AI Agents: Is GLM 4.7 Flash really that good?

January 22, 2026 · 💬 Join the Discussion

I recently wrote a post comparing several LLMs. The good news is that commercial LLMs are genuinely impressive. The bad news is that no open source LLM was able to complete my coding challenge (read the previous post to understand the challenge).

Also recently, ZAI released version 4.7 of their famous “GLM” model, a 30 billion parameter model encoded in BF16, needing around 60GB of VRAM to fit entirely on a GPU. So it’s heavy.

Even more recently, they released the GLM 4.7 Flash version, which is the same 30 billion parameter model but quantized (roughly: “compressed” or “truncated and re-normalized”), which fits on a GPU with at least 32GB, which is the case with my RTX 5090.

Yes, the most expensive consumer GPU on the market is the bare minimum to run the best open source models. That’s because what matters isn’t processing power but the amount of VRAM. That’s why a Mac Studio, with a technically “weaker” GPU, has an advantage in LLMs because it shares memory with the RAM, with a theoretical max of 512GB. So the largest models fit without any problem at all.

Other options are Mini PCs with AMD Ryzen AI Max+ CPUs that can share up to 128GB of VRAM.
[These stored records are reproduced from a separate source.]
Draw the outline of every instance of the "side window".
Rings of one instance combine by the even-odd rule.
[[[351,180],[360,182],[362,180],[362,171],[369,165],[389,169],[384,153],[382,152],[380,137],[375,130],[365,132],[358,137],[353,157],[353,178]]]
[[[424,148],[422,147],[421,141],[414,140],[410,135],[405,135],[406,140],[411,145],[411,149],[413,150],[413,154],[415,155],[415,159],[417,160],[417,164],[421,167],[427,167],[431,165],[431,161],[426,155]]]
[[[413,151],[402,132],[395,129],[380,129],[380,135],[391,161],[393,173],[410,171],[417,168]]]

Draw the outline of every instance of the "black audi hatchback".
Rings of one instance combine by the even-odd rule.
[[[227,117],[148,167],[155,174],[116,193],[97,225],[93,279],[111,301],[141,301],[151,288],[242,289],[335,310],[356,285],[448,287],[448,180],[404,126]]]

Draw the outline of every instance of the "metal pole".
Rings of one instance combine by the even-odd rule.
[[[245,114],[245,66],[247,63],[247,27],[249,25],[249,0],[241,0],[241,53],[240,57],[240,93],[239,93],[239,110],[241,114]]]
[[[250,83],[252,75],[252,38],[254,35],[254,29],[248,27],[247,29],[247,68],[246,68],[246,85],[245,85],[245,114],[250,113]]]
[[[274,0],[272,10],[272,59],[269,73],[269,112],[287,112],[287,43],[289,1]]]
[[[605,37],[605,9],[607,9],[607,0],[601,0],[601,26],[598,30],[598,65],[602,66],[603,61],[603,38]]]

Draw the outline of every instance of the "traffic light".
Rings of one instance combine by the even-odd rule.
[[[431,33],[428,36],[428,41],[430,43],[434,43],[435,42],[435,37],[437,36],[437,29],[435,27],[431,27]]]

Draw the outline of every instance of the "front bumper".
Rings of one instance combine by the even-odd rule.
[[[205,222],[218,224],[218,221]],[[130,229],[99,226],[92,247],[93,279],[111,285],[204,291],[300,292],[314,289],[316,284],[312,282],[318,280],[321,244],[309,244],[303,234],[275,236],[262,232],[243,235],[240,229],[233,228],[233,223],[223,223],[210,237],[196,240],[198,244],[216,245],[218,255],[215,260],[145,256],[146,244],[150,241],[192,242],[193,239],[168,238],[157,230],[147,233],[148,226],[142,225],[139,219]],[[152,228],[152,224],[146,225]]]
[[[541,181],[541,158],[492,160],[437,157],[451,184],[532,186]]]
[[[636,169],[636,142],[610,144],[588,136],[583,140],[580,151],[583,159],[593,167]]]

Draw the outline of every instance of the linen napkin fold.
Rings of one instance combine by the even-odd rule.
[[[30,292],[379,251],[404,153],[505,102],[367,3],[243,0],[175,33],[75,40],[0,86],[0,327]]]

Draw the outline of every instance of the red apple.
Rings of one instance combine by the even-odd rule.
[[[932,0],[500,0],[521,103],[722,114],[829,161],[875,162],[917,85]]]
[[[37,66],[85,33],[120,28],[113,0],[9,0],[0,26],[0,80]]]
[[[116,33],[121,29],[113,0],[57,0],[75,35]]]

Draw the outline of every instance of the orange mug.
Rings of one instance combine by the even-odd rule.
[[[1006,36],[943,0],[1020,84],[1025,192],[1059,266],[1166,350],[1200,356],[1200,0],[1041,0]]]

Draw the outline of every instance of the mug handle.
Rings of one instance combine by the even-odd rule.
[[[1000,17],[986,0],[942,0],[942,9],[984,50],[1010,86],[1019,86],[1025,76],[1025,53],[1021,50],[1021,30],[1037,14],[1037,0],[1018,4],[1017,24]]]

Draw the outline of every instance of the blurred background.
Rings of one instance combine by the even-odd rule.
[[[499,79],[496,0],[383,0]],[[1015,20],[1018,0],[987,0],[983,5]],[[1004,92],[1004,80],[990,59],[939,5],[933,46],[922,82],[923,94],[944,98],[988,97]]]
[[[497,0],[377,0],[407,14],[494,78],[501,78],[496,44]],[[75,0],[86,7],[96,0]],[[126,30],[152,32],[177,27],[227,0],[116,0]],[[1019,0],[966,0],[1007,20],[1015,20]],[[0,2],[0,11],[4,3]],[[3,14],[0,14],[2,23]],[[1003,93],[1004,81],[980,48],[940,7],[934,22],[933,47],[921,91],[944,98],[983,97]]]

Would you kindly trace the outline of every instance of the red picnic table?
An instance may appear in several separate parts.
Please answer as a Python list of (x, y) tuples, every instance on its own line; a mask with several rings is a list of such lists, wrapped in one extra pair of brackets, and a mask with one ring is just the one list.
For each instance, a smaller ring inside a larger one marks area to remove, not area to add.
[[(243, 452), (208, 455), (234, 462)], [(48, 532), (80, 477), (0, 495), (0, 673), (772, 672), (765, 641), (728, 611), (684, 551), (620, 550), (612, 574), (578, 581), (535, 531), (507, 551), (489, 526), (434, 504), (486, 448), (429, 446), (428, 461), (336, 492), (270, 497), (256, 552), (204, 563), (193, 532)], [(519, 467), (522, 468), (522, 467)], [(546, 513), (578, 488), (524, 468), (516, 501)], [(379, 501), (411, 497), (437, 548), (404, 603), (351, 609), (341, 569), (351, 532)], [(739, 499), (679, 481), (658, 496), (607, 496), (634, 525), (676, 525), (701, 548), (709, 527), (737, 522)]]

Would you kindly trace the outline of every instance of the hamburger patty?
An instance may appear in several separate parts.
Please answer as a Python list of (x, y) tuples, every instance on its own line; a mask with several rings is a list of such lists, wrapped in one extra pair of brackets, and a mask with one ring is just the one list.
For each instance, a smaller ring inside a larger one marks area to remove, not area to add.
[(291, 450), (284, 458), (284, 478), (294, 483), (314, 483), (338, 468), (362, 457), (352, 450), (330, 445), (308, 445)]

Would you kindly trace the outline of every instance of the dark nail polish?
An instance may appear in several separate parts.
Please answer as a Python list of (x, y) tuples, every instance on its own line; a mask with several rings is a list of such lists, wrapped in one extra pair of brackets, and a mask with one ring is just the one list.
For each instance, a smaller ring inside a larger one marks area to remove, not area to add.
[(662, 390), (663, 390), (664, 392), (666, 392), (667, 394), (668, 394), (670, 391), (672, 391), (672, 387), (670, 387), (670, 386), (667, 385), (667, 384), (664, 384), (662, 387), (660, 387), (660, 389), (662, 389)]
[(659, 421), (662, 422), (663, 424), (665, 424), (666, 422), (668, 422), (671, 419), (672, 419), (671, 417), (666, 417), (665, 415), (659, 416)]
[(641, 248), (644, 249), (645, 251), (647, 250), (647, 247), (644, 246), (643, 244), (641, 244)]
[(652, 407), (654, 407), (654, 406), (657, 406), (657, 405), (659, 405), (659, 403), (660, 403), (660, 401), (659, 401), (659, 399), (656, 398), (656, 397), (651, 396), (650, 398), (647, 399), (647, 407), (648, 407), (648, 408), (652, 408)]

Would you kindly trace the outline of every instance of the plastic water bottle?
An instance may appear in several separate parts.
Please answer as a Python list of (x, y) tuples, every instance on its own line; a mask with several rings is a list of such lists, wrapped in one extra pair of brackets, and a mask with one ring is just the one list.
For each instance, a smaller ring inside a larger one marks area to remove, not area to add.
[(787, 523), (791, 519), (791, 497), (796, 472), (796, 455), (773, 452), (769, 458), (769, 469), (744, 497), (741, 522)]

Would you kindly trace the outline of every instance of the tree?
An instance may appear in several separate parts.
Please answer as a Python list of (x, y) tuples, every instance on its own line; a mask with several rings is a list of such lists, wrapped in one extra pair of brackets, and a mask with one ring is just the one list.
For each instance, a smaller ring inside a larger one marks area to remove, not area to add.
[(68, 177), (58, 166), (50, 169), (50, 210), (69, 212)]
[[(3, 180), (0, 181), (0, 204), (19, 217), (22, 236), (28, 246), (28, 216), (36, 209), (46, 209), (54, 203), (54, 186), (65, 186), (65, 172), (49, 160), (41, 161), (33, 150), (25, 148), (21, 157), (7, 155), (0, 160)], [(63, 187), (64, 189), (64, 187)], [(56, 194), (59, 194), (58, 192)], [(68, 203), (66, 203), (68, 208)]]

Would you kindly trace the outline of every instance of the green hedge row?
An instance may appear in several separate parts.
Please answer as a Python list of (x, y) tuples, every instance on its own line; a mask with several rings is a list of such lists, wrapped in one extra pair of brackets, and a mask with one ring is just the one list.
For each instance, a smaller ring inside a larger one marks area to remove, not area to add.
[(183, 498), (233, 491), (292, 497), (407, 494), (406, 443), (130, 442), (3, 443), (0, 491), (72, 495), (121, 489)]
The challenge was to see if I could run GLM 4.7 Flash locally on my machine.

TL;DR: GLM 4.7 Flash is possibly the best open source LLM — with a few caveats.

VLLM vs LM Studio vs Ollama

On their official page there’s documentation on how to run it in VLLM and I’ll warn you up front: it doesn’t work. It requires features that only exist on the master branch of VLLM and transformers and you’ll get a headache with version conflicts and dependency resolution, and even then, in the end, I couldn’t get it to run properly.

LM Studio doesn’t work either. It has an option to download the model, and I tried tuning every possible parameter. KV Cache quantization, GPU layers, CPU threads, etc etc. But it doesn’t matter, the model loads but runs absurdly slow. So slow it’s unusable. I think it’s because it can only download the BF16 model, so half the layers don’t fit on the GPU. Therefore, as of the date of this post, neither LM Studio nor VLLM is usable.

But then I saw a tweet saying Ollama would finally support GLM 4.7, but again, as of the date of this post, it’s still not in the stable release. The only way to use it is by compiling from source the bits that are on their master branch.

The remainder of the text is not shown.